Reviews of The People with No Camel

“What a beautiful book, gently written yet deep. Movafegh’s journey was so painful it brought tears to my eyes.  If we are to deal with some of the horrors we are forced to endure because of hatred and injustice then perhaps writing about them helps.  And she has done a mighty job in presenting her truth. Those fortunate enough to read her book will be forever changed and the truth of the Baha’is suffering in Iran will become known to the world.”

-Betty Williams (Nobel Peace Laureate, President and Founder of WORLD CENTERS OF COMPASSION FOR CHILDREN INTERNATIONAL)

“I was deeply transformed and touched by this unusually told tale of courage and perseverance. Unsentimental and yet with uncanny accuracy, her journey captures the conflict and confusion of our former Iran and still emerges with the grace of a true Persian woman. Interwoven between flights of fantasy, Movafegh speaks of freedom untasted in the East or the West.”

–Shohreh Aghdashloo (Emmy winning actress and Oscar nominee of “House of Sand and Fog”)

“Against the backdrop of the Islamic Revolution, Roya Movafegh carries us with one unforgettable young woman and her family on a gripping journey into the unknown, opening a brilliant prismatic window on the power of faith and delivering a deeply affecting tale of memory, culture, and identity”.

–Neda Armian (film producer, Rachel Getting Married)

“The story has every element imaginable and most importantly it’s current, it’s contemporary, it’s relevant, it’s urgent as nothing has changed to this day for The People With No Camel in their motherland. An important debut novel from a luminous author.”

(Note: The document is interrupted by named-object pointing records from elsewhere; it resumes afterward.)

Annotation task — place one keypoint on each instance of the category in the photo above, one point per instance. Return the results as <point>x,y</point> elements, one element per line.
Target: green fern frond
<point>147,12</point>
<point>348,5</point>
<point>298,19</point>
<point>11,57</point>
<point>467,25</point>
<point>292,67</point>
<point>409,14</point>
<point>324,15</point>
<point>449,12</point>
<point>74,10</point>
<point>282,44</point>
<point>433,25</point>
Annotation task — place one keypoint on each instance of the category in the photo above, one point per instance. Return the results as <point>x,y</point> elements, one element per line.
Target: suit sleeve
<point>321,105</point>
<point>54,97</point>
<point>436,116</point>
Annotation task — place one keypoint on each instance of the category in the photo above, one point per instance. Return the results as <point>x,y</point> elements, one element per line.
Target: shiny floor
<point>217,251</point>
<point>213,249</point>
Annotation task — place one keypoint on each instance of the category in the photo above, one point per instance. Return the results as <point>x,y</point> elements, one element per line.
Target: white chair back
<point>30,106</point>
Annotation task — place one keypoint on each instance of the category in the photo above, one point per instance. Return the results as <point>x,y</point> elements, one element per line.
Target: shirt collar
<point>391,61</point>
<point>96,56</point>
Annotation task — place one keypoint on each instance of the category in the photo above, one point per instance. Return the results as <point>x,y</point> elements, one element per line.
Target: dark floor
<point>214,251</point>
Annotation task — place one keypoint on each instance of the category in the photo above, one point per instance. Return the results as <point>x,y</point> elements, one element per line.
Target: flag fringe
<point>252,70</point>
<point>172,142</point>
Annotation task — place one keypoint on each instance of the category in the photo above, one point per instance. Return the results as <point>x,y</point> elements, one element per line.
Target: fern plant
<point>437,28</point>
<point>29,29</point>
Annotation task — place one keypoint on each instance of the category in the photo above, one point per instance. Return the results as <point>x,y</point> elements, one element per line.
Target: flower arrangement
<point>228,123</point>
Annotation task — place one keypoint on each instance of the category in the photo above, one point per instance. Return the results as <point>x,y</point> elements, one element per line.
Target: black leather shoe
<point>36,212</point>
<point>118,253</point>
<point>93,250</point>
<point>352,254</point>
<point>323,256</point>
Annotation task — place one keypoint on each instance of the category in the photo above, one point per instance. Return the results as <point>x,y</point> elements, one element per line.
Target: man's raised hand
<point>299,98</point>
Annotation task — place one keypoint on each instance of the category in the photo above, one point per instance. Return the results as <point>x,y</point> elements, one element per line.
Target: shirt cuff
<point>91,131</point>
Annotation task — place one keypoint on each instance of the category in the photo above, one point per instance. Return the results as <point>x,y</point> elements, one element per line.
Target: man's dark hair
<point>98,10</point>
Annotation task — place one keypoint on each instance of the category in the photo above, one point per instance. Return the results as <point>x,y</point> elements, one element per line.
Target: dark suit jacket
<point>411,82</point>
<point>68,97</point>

–Shidan Majidi (Broadway Producer and Director)

  1. Cler Baheri (one of the people with no camel)
    October 31, 2010 at 2:44 am

    I couldn’t wait to get my copy; the night I did, I read half the book and sobbed through most of it. Finally someone had given many of us a voice. Someone finally told my story and that of many. Thank you for your commitment to take on this project. The day I saw the trailer for the book, I was proud to tell the world that I was of The People with No Camel. THANK YOU.

  2. mary guthrie
    November 2, 2010 at 1:13 am

    Thank you so much for the wonderful evening of reading and impressions. It was an extraordinary event. I loved your book and was deeply touched by it. Its vividness allowed me to imagine myself in your shoes–and quite viscerally share in your story. Thank you for having the courage to write about and share your life with us! Your story gives each of us who reads it the opportunity to be in touch with both our humanity and inhumanity…. And, it reminds me that it is necessary, in every moment, to continue to reflect on the way I choose to live my life.

  3. Tara N.
    April 24, 2011 at 8:31 pm

    I devoured The People With No Camel in three days and will hold the vivid images and powerful emotions it stirred up inside me for the rest of my life. Thank you so much for writing what was so painful to write and sharing what so many have gone through and continue to endure.

    I was truly marked by your candor, clarity, imagination, humanity and humor. Thank you for sharing this phenomenal story with the world!

  4. Alhan Zahrai
    May 31, 2011 at 4:50 pm

    Thank you so much for writing this book and letting the world know of what is going on in Iran. Although it must have been painful for you to share your memories of your escape from Iran, you still wrote it. Thanks for your perseverance. This book is well written and a great read. I absolutely loved it.

  5. Norman Cristofoli
    December 3, 2013 at 4:18 pm

    Dear Roya: I was very moved by your book. It is a compassionate and moving story that was written with the essence of both truth and empathy for all those who struggle in difficult times.

    You have taken your experience and wrote a tale of innocence, seen through the eyes of a child caught in a world gone mad amidst the whirlwind of emotions and fear.  It is commendable that you did not use the anger that you must have felt to write an acid account of the injustice of fanatical barbarians.

    Instead, you focused on the love and compassion of those who rose above the anger and risked everything to survive and help others to also survive.